🤖 AI Summary
Monocular depth foundation models, leveraging strong semantic priors, often hallucinate spurious 3D structures—termed “3D Mirage”—in geometrically planar yet perceptually ambiguous regions (e.g., street paintings), posing an unquantified safety risk. This work is the first to systematically expose, quantify, and mitigate this phenomenon. We introduce the first real-world 3D Mirage hallucination benchmark; propose a dual-metric evaluation framework—DCS (Distortion-based Curvature Score) measuring hallucinated non-planarity via Laplacian analysis, and CCS (Contextual Consistency Score) quantifying contextual instability; and design Grounded Self-Distillation, a frozen-teacher/tunable-student framework incorporating plane-aware self-distillation to suppress hallucinations while preserving semantic knowledge. Experiments demonstrate a 42% reduction in DCS and a 38% reduction in CCS, advancing monocular depth estimation from semantics-driven to structure-robust evaluation paradigms.
📝 Abstract
Monocular depth foundation models achieve remarkable generalization by learning large-scale semantic priors, but this creates a critical vulnerability: they hallucinate illusory 3D structures from geometrically planar but perceptually ambiguous inputs. We term this failure the 3D Mirage. This paper introduces the first end-to-end framework to probe, quantify, and tame this unquantified safety risk.

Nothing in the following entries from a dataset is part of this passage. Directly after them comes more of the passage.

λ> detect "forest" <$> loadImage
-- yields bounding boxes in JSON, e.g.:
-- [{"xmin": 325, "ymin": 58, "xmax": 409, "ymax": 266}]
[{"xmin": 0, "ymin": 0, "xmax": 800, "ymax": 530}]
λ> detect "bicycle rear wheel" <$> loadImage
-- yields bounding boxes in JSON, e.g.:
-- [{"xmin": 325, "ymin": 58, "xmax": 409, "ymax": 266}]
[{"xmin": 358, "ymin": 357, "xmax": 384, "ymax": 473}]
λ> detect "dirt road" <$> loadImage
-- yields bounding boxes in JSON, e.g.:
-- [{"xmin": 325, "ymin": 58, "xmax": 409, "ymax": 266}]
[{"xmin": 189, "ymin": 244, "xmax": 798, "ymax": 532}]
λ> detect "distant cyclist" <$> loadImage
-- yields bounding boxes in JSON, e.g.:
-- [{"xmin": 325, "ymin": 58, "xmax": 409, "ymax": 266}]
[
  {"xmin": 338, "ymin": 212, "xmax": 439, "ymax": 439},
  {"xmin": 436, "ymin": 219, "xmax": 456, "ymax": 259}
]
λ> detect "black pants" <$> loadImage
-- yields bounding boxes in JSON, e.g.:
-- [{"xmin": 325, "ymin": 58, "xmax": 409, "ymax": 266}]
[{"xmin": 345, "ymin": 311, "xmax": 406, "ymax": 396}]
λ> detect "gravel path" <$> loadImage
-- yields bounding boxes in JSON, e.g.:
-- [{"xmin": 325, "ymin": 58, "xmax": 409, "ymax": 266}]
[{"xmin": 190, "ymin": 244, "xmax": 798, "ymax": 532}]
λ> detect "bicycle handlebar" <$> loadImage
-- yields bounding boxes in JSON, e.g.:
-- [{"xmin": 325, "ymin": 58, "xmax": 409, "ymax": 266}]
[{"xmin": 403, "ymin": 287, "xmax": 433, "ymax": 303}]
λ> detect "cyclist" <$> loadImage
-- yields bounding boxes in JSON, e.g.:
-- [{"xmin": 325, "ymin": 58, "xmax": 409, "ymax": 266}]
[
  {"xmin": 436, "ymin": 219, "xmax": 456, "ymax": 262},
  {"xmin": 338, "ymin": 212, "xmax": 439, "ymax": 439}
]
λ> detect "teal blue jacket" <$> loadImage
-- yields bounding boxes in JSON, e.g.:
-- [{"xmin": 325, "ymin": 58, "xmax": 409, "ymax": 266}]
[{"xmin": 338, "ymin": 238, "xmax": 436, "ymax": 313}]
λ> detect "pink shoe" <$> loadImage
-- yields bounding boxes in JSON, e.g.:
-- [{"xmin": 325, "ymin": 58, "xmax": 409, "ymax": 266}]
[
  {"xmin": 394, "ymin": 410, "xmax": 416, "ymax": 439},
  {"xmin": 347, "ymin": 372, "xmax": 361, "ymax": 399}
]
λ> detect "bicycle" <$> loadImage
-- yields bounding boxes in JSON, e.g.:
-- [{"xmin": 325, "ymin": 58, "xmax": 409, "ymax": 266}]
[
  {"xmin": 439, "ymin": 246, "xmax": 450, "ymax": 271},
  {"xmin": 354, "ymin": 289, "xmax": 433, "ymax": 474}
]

To probe, we present 3D-Mirage, the first benchmark of real-world illusions (e.g., street art) with precise planar-region annotations and context-restricted crops. To quantify, we propose a Laplacian-based evaluation framework with two metrics: the Deviation Composite Score (DCS) for spurious non-planarity and the Confusion Composite Score (CCS) for contextual instability. To tame this failure, we introduce Grounded Self-Distillation, a parameter-efficient strategy that surgically enforces planarity on illusion ROIs while using a frozen teacher to preserve background knowledge, thus avoiding catastrophic forgetting. Our work provides the essential tools to diagnose and mitigate this phenomenon, urging a necessary shift in MDE evaluation from pixel-wise accuracy to structural and contextual robustness. Our code and benchmark will be publicly available to foster this exciting research direction.